Une fois établi le catalogue des membres de chaque famille dans toutes les espèces, devraient pouvoir être identifiés des phénomènes d'expansion ou de contractions en lien avec les différentes formes de vie des espèces. Des méthodes dédiées à l'identification des expansions comme CAFE (Mendes et al. 2021) pourront être utilisées à cette étapes sur les grandes familles. Pour plus de robustesse, ces analyses pourront être couplées a des recherches de synténie, comme dans l'étude de Zhang et al 2026
2- Analyse de la vitesse évolutives au sein des sous-familles obtenues
Si les expansions de gènes sont liées à des néo- ou sub-fonctionnalisation, on s'attend à des modifications de séquences associées à une sélection positive. Afin d'appréhender ce problème, le calcul du rapport entre taux de substitution non synonymes et synonymes (dN/dS), permettra d'obtenir des mesures de vitesse évolutive au sein des différentes sous-familles. Si dN/dS > 1, cela signifie que les substitutions non-synonymes se sont fixées plus facilement au cours de l'évolution que les substitutions synonymes. C'est la sélection positive qui permet d'expliquer cela, avec comme finalité une modification de la fonction. Les méthodes actuelles de calcul de dN/dS, permettant, en plus du rapport global, d'analyser chaque position de l'alignement des séquences, des sites précis, soumis à des sélections positives, pourraient être identifiés en lien avec l'acquisition d'une nouvelle fonction.
3- Analyse de l'expression et de la régulation des sous-familles obtenues
Au sein de chaque sous-famille, et pour étayer les hypothèses de néo- ou sub-fonctionnalisation, des données de RNA-seq disponibles dans les bases de données seront collectées et analysées, en espérant identifier des expressions différentielles pour certaines sous-familles entre espèces terrestres et aquatiques.
Une recherche de sites de régulation connus (en utilisant les banques dédiées comme PlantPAN4 (Chow et al. 2024) ou les matrices de JASPAR (Ovek Baydar et al. 2026) sera également effectuée sur les régions promotrices des sous-familles, couplée le cas échéant à des méthodes d'identification de motifs conservés entre les séquences (comme la suite MEME (Bailey et al. 2009)). Dans un contexte proche du nôtre, de nouveaux éléments Cis-regulateurs ont ainsi été mis en évidence chez le riz directement liés à la réponse à l'excès de Fer (Kakei et al. 2021).

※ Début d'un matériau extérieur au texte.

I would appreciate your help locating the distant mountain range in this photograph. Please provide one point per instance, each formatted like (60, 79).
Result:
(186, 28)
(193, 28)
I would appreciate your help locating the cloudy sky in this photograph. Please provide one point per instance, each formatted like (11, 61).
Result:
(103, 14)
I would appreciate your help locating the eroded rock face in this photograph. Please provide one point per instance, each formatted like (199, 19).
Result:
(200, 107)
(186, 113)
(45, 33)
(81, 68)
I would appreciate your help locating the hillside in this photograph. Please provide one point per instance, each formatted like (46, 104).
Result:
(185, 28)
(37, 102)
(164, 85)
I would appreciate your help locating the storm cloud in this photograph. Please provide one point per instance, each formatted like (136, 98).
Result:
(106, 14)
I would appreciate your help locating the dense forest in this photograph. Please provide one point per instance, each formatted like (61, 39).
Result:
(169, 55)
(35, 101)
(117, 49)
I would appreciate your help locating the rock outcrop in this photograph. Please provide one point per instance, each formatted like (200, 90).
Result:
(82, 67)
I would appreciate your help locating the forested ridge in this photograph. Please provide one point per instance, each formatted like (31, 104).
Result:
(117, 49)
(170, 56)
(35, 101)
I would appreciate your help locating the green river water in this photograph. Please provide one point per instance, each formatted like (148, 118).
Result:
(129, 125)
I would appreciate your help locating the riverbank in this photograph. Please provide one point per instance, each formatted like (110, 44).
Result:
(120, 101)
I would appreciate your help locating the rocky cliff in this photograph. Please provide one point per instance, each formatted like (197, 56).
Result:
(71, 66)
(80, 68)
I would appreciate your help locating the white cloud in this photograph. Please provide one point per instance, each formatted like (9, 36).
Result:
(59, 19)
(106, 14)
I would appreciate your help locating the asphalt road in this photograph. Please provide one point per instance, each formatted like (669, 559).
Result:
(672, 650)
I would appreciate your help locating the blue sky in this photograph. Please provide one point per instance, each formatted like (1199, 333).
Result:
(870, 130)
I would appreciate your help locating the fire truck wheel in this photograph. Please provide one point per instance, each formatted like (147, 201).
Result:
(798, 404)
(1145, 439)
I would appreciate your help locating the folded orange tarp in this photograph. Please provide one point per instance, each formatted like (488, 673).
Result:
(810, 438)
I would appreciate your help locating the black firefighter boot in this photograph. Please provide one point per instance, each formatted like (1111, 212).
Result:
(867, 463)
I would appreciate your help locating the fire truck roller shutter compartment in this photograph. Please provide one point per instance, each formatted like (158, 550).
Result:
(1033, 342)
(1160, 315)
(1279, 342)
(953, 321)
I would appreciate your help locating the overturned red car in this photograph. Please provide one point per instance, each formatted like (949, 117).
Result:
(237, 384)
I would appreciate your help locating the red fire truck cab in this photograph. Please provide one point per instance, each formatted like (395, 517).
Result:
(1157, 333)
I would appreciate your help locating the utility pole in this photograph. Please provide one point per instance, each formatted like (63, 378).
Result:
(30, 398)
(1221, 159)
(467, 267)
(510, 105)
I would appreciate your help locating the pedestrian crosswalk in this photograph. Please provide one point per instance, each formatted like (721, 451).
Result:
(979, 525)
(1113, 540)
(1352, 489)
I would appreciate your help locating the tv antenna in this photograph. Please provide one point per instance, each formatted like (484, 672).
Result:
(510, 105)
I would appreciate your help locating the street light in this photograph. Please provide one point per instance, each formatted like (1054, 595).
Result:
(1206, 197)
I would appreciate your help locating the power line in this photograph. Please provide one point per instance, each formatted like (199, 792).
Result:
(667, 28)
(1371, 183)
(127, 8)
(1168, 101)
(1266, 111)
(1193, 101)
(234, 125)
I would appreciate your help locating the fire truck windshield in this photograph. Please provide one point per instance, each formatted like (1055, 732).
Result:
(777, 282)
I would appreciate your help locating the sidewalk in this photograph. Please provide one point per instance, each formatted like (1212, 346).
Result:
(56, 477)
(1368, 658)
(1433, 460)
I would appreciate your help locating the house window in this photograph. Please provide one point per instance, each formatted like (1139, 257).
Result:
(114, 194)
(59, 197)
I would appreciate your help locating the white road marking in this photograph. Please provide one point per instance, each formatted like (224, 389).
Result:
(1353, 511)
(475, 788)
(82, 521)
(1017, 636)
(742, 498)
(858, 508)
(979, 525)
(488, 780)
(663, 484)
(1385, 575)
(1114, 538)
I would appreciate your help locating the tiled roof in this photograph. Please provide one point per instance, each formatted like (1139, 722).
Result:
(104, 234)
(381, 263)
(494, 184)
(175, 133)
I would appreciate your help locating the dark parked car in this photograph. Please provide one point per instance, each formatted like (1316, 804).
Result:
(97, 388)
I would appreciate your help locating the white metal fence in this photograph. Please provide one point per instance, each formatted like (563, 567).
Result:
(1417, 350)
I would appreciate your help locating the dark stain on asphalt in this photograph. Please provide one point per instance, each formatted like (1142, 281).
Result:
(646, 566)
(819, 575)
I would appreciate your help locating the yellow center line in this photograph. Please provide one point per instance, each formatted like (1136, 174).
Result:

4- Analyse intra-espèces : des pangenomes existent déjà chez certaines espèces mais leur analyse reste souvent globale. Nous nous focaliserons sur les familles d'oxydo-réductases afin d'identifier les CNV (Copy Number Variation). Le parallèle sera fait avec les données précédentes d'expansion/contraction entre espèces afin de voir si ce sont les mêmes gènes qui sont sujets à variation en nombre non seulement entre espèce mais aussi intra-espèce. De même, les signaux de régulation identifiés à l'étape précédentes seront analysés quant à leur propension à contenir des SNP, ainsi que les sites soumis à une sélection positive mis en évidence dans l'étape 2.
Le profil recherché
Le/la candidat.e aura des compétences en programmation, sera à l'aise sous environnement Linux, et avec les méthodes classiques d'analyse de séquences. Il/elle aura la capacité à comprendre les manuels d'utilisations des logiciels, ainsi qu'à élaborer des pipelines
Il/elle aura aussi des connaissances en statistiques et saura manipuler et traiter les données avec R, ainsi que trouver les meilleures façons de représenter les résultats.